Toute la seconde moitié du livre consiste en un examen constructif de certaines propositions visant à (re) donner au travail sa juste fonction rémunératrice. Parmi elles, l'une fait déjà l'objet de débats : baisser le taux moyen de taxation du travail de 46 % à 36 %, et augmenter en parallèle celui du capital de 30 % à 36 % pour assurer un équilibre. Le projet esquissé par Antoine Foucher, qui anticipe à plusieurs reprises les critiques, repose également sur un effort de solidarité : celui des héritiers les plus chanceux, et celui des 20 % de retraités les plus aisés.
Le temps de travail dans la vie : « Par rapport aux générations précédentes, les travailleurs d'aujourd'hui doivent prendre en charge environ deux fois plus de retraités, tout en ayant à peu près autant d'enfants qu'avant, mais qui restent à leur charge plus longtemps en raison de l'allongement des études. Dans ces conditions, il est mathématiquement impossible que le temps de travail dans la vie continue à diminuer, sauf à alourdir encore un peu plus la charge sur le dos des actifs, ou à diminuer de façon drastique et générale le niveau des pensions de retraite. »Revaloriser le travail : « Si on veut revaloriser le travail, et quoi qu'on pense des droits de succession , on ne peut éviter la question suivante : le travail est-il à sa juste place quand la majorité de ce que les gens possèdent n'a rien à voir avec leur propre travail ? Si le premier facteur de niveau de vie individuel dans une société n'est pas le travail, mais le hasard de la naissance, peut-on dire qu'il s'agit d'une société fondée sur le travail ? »

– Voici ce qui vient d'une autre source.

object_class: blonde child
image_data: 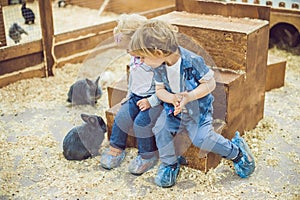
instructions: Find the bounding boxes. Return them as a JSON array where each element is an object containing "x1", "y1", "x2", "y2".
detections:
[
  {"x1": 100, "y1": 14, "x2": 163, "y2": 175},
  {"x1": 129, "y1": 20, "x2": 255, "y2": 187}
]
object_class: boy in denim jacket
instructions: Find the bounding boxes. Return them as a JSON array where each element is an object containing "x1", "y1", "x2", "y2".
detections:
[{"x1": 129, "y1": 20, "x2": 255, "y2": 187}]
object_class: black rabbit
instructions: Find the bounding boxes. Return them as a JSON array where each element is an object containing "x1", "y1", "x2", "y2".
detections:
[
  {"x1": 63, "y1": 114, "x2": 107, "y2": 161},
  {"x1": 58, "y1": 0, "x2": 67, "y2": 8},
  {"x1": 21, "y1": 2, "x2": 35, "y2": 24}
]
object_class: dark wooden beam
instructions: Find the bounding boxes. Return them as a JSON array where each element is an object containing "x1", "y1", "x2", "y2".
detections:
[{"x1": 38, "y1": 0, "x2": 55, "y2": 76}]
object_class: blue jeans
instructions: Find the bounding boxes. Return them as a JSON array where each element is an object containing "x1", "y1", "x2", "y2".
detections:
[
  {"x1": 110, "y1": 93, "x2": 163, "y2": 158},
  {"x1": 153, "y1": 111, "x2": 239, "y2": 165}
]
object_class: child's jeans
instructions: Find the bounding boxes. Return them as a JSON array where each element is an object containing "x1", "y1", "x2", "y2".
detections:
[
  {"x1": 110, "y1": 93, "x2": 163, "y2": 159},
  {"x1": 153, "y1": 111, "x2": 240, "y2": 165}
]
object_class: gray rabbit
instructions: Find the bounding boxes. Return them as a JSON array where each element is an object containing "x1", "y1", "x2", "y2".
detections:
[
  {"x1": 67, "y1": 76, "x2": 102, "y2": 106},
  {"x1": 9, "y1": 23, "x2": 28, "y2": 44},
  {"x1": 63, "y1": 113, "x2": 107, "y2": 160}
]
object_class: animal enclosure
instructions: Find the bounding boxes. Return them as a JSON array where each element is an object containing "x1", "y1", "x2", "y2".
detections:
[
  {"x1": 0, "y1": 0, "x2": 299, "y2": 199},
  {"x1": 0, "y1": 0, "x2": 175, "y2": 88}
]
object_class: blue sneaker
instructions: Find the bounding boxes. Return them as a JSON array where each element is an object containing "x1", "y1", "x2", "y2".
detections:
[
  {"x1": 128, "y1": 155, "x2": 158, "y2": 175},
  {"x1": 100, "y1": 147, "x2": 126, "y2": 170},
  {"x1": 155, "y1": 162, "x2": 180, "y2": 188},
  {"x1": 231, "y1": 131, "x2": 255, "y2": 178},
  {"x1": 177, "y1": 156, "x2": 188, "y2": 165}
]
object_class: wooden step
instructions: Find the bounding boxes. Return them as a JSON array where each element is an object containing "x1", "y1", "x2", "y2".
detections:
[
  {"x1": 266, "y1": 54, "x2": 286, "y2": 91},
  {"x1": 107, "y1": 78, "x2": 127, "y2": 108}
]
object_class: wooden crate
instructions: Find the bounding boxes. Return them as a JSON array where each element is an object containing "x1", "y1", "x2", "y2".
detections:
[
  {"x1": 155, "y1": 11, "x2": 269, "y2": 139},
  {"x1": 266, "y1": 54, "x2": 286, "y2": 91}
]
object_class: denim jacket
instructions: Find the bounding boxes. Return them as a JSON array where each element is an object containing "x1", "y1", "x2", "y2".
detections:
[{"x1": 153, "y1": 46, "x2": 214, "y2": 123}]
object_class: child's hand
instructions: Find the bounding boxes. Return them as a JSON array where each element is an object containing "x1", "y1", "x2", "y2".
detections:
[
  {"x1": 137, "y1": 99, "x2": 151, "y2": 111},
  {"x1": 178, "y1": 91, "x2": 191, "y2": 108},
  {"x1": 172, "y1": 94, "x2": 183, "y2": 116},
  {"x1": 173, "y1": 92, "x2": 192, "y2": 116},
  {"x1": 171, "y1": 94, "x2": 182, "y2": 107}
]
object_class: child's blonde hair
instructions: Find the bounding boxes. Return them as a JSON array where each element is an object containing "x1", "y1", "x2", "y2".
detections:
[
  {"x1": 129, "y1": 20, "x2": 179, "y2": 57},
  {"x1": 113, "y1": 14, "x2": 147, "y2": 37}
]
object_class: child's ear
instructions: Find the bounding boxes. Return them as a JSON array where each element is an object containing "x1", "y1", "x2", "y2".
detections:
[{"x1": 155, "y1": 49, "x2": 165, "y2": 57}]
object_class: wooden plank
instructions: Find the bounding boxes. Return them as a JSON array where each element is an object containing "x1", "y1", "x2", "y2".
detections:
[
  {"x1": 54, "y1": 21, "x2": 116, "y2": 43},
  {"x1": 69, "y1": 0, "x2": 104, "y2": 9},
  {"x1": 0, "y1": 40, "x2": 43, "y2": 61},
  {"x1": 0, "y1": 52, "x2": 44, "y2": 76},
  {"x1": 139, "y1": 5, "x2": 176, "y2": 19},
  {"x1": 70, "y1": 0, "x2": 175, "y2": 13},
  {"x1": 176, "y1": 0, "x2": 270, "y2": 21},
  {"x1": 39, "y1": 0, "x2": 55, "y2": 76},
  {"x1": 54, "y1": 30, "x2": 112, "y2": 59},
  {"x1": 0, "y1": 67, "x2": 45, "y2": 88}
]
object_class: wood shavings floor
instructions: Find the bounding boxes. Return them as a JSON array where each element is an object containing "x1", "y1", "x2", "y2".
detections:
[{"x1": 0, "y1": 46, "x2": 299, "y2": 199}]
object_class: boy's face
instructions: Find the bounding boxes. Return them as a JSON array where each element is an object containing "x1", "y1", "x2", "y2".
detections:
[{"x1": 140, "y1": 56, "x2": 165, "y2": 68}]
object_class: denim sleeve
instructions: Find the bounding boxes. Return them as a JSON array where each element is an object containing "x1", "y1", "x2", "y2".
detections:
[
  {"x1": 192, "y1": 56, "x2": 210, "y2": 81},
  {"x1": 153, "y1": 68, "x2": 163, "y2": 83}
]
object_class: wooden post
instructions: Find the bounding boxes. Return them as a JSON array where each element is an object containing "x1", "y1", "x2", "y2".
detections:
[
  {"x1": 38, "y1": 0, "x2": 55, "y2": 76},
  {"x1": 0, "y1": 4, "x2": 7, "y2": 47}
]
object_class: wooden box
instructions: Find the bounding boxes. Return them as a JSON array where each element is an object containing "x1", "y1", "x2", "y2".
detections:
[
  {"x1": 107, "y1": 78, "x2": 127, "y2": 108},
  {"x1": 105, "y1": 102, "x2": 226, "y2": 172},
  {"x1": 155, "y1": 11, "x2": 269, "y2": 139},
  {"x1": 266, "y1": 54, "x2": 286, "y2": 91}
]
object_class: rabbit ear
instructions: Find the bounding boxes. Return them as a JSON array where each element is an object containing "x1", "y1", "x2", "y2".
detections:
[
  {"x1": 81, "y1": 113, "x2": 90, "y2": 123},
  {"x1": 85, "y1": 78, "x2": 94, "y2": 87},
  {"x1": 95, "y1": 76, "x2": 100, "y2": 86},
  {"x1": 97, "y1": 116, "x2": 107, "y2": 132},
  {"x1": 88, "y1": 116, "x2": 97, "y2": 126}
]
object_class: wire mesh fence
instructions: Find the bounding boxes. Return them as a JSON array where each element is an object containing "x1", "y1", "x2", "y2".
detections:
[{"x1": 2, "y1": 0, "x2": 41, "y2": 46}]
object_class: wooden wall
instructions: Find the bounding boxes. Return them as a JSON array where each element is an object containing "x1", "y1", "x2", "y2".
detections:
[{"x1": 176, "y1": 0, "x2": 270, "y2": 21}]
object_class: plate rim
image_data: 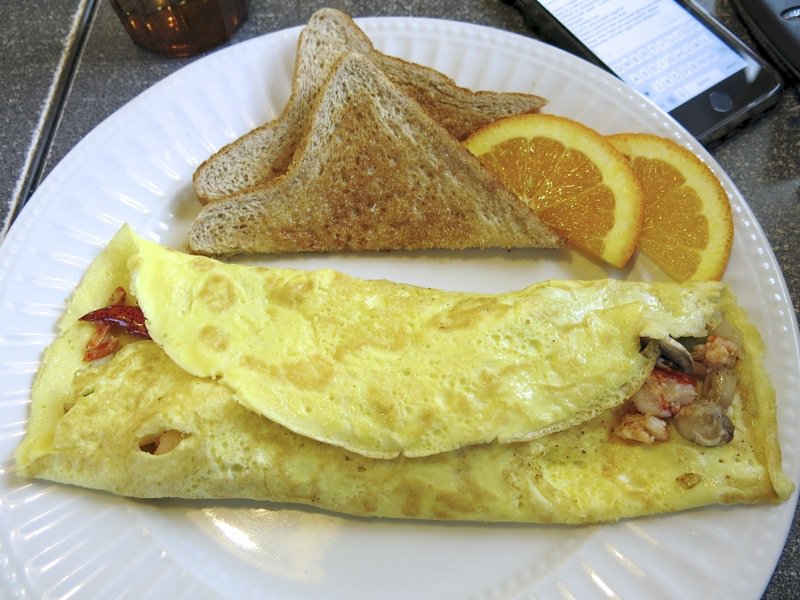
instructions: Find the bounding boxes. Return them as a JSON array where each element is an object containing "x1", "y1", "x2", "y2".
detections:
[{"x1": 0, "y1": 15, "x2": 798, "y2": 600}]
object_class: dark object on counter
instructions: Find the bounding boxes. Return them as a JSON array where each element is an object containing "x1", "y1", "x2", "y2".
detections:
[
  {"x1": 501, "y1": 0, "x2": 784, "y2": 144},
  {"x1": 109, "y1": 0, "x2": 248, "y2": 58},
  {"x1": 731, "y1": 0, "x2": 800, "y2": 81}
]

Un compromis : « [Un] compromis [pourrait] se formuler ainsi : chaque individu doit au collectif une quantité minimum de travail pendant sa vie, mais la contrepartie de cette règle commune à tous, c'est que chacun peut, individuellement, assumer ce travail […] selon son rythme et ses projets. Travailler intensément mais moins longtemps, travailler à temps partiel mais plus longtemps, s'arrêter une ou deux fois dans sa vie de travailler mais travailler plus âgé pour compenser : chacun aurait le droit d'organiser son temps de vie selon des règles claires, équitables et transparentes. »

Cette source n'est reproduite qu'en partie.